Shimon Pérès à Paris en terrain conquis

Shimon Pérès, président israélien, est aujourd’hui à Paris. Il doit être reçu en grande pompe à l’Élysée par Nicolas Sarkozy. Pérès est un vieux de la vieille, un peu l’archétype du politicien israélien rompu à toutes les attitudes. Il est prix Nobel de la paix (co-lauréat avec Yitzhak Rabin et Yasser Arafat), mais sait faire oublier son absence de carrière militaire par une phraséologie et une idéologie qui n’ont rien à envier à un général d’état-major.

Grand expert de la carotte et du bâton, il a le ton paternaliste des tenants des politiques coloniales (en cela, il n’est pas particulièrement israélien) et, dans une même interview, manie les vérités et les mensonges sans tressaillir. Ainsi, dans le Figaro de samedi, il affirme en expert que les relations entre la France et Israël « ne pourraient pas être meilleures. Nicolas Sarkozy a renouvelé l’Alliance atlantique en renouant avec les États-Unis et a donné un nouvel élan aux relations avec Israël ».

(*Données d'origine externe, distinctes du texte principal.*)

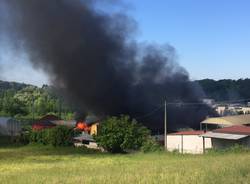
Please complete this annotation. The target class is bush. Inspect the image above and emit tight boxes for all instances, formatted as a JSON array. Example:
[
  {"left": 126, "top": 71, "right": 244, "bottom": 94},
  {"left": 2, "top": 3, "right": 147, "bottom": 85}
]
[
  {"left": 94, "top": 115, "right": 151, "bottom": 153},
  {"left": 141, "top": 137, "right": 163, "bottom": 153},
  {"left": 12, "top": 125, "right": 32, "bottom": 145},
  {"left": 207, "top": 144, "right": 250, "bottom": 154},
  {"left": 29, "top": 126, "right": 74, "bottom": 147},
  {"left": 19, "top": 131, "right": 31, "bottom": 144},
  {"left": 48, "top": 126, "right": 73, "bottom": 147}
]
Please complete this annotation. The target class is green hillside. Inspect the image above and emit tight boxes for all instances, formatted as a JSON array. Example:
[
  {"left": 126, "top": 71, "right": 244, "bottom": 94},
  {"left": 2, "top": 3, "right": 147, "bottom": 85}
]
[
  {"left": 0, "top": 81, "right": 73, "bottom": 120},
  {"left": 197, "top": 78, "right": 250, "bottom": 101}
]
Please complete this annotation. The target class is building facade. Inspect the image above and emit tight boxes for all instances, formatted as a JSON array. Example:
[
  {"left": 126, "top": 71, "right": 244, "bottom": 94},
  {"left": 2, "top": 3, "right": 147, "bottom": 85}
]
[{"left": 167, "top": 131, "right": 211, "bottom": 154}]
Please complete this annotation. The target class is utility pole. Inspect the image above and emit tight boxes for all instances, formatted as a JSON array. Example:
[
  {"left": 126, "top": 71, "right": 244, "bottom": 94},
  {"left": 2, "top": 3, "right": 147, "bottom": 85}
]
[
  {"left": 32, "top": 96, "right": 35, "bottom": 121},
  {"left": 58, "top": 99, "right": 62, "bottom": 119},
  {"left": 164, "top": 100, "right": 167, "bottom": 150}
]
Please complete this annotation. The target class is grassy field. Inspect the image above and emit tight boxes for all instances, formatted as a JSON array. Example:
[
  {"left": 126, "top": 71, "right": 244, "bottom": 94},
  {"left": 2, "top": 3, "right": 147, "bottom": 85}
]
[{"left": 0, "top": 145, "right": 249, "bottom": 184}]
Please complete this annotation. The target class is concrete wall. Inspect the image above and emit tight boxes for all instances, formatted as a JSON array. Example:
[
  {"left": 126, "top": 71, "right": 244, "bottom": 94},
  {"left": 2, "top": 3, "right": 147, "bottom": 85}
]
[{"left": 167, "top": 135, "right": 212, "bottom": 154}]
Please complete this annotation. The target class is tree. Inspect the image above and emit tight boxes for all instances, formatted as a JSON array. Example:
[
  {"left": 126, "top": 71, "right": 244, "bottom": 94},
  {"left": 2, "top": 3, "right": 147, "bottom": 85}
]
[
  {"left": 94, "top": 115, "right": 150, "bottom": 153},
  {"left": 0, "top": 82, "right": 74, "bottom": 119}
]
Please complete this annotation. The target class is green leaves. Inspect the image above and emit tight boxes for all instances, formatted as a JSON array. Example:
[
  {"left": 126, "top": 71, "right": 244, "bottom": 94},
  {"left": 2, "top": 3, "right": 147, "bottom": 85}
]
[
  {"left": 29, "top": 126, "right": 74, "bottom": 147},
  {"left": 94, "top": 115, "right": 151, "bottom": 153},
  {"left": 0, "top": 83, "right": 74, "bottom": 119}
]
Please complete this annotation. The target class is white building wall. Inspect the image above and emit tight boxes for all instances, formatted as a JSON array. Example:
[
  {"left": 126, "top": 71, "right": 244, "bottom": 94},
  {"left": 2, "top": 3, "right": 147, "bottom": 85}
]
[
  {"left": 216, "top": 106, "right": 226, "bottom": 116},
  {"left": 166, "top": 135, "right": 182, "bottom": 151},
  {"left": 167, "top": 135, "right": 212, "bottom": 154}
]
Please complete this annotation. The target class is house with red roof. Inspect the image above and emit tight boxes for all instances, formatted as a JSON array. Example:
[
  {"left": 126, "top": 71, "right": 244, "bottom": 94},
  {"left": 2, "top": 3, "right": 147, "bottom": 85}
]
[{"left": 32, "top": 114, "right": 60, "bottom": 130}]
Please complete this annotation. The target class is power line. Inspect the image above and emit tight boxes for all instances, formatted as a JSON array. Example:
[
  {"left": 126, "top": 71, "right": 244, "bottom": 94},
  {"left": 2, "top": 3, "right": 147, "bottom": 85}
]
[
  {"left": 134, "top": 98, "right": 250, "bottom": 120},
  {"left": 215, "top": 98, "right": 250, "bottom": 104},
  {"left": 135, "top": 104, "right": 164, "bottom": 120}
]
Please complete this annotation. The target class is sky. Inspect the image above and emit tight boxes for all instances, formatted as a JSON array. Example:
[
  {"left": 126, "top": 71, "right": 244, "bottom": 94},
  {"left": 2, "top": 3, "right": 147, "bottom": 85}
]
[{"left": 0, "top": 0, "right": 250, "bottom": 86}]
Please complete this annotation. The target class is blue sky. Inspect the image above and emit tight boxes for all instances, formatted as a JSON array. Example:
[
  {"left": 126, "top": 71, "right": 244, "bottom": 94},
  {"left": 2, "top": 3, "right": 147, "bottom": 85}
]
[
  {"left": 126, "top": 0, "right": 250, "bottom": 80},
  {"left": 0, "top": 0, "right": 249, "bottom": 86}
]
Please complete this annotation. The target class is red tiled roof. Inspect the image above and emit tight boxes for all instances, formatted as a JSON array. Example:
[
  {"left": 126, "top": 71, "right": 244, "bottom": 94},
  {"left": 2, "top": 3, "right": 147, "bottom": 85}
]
[
  {"left": 170, "top": 130, "right": 205, "bottom": 135},
  {"left": 213, "top": 125, "right": 250, "bottom": 135}
]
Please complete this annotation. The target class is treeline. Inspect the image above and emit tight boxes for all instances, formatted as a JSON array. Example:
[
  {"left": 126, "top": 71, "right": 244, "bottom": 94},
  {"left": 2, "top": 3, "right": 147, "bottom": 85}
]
[
  {"left": 0, "top": 80, "right": 74, "bottom": 120},
  {"left": 197, "top": 79, "right": 250, "bottom": 101},
  {"left": 1, "top": 79, "right": 250, "bottom": 119}
]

Hommage à la France encore lorsqu’il dit : « Grâce à elle, nous avons pu acquérir des armes pour défendre nos vies. » Mais à quatre-vingt-cinq ans, il peut aussi asséner des énormités. Jérusalem ? « La cohabitation s’y passe plutôt bien », affirme-t-il en soulignant qu’elle doit rester unifiée et en oubliant que le mur qui s’y construit vise à expulser la majorité des Palestiniens, et donc à judaïser la ville. L’occupation ? « J’aurais souhaité que nous mettions un terme à l’occupation depuis longtemps. Cela n’a pas été possible, parce que nous n’avions pas de partenaire », ose-t-il dire. Enfin, cerise sur le gâteau concernant l’utilisation de l’armée : « Il n’y a pas de solution militaire. Mais il n’existe pas de solution sans l’action militaire. » De la grande dialectique !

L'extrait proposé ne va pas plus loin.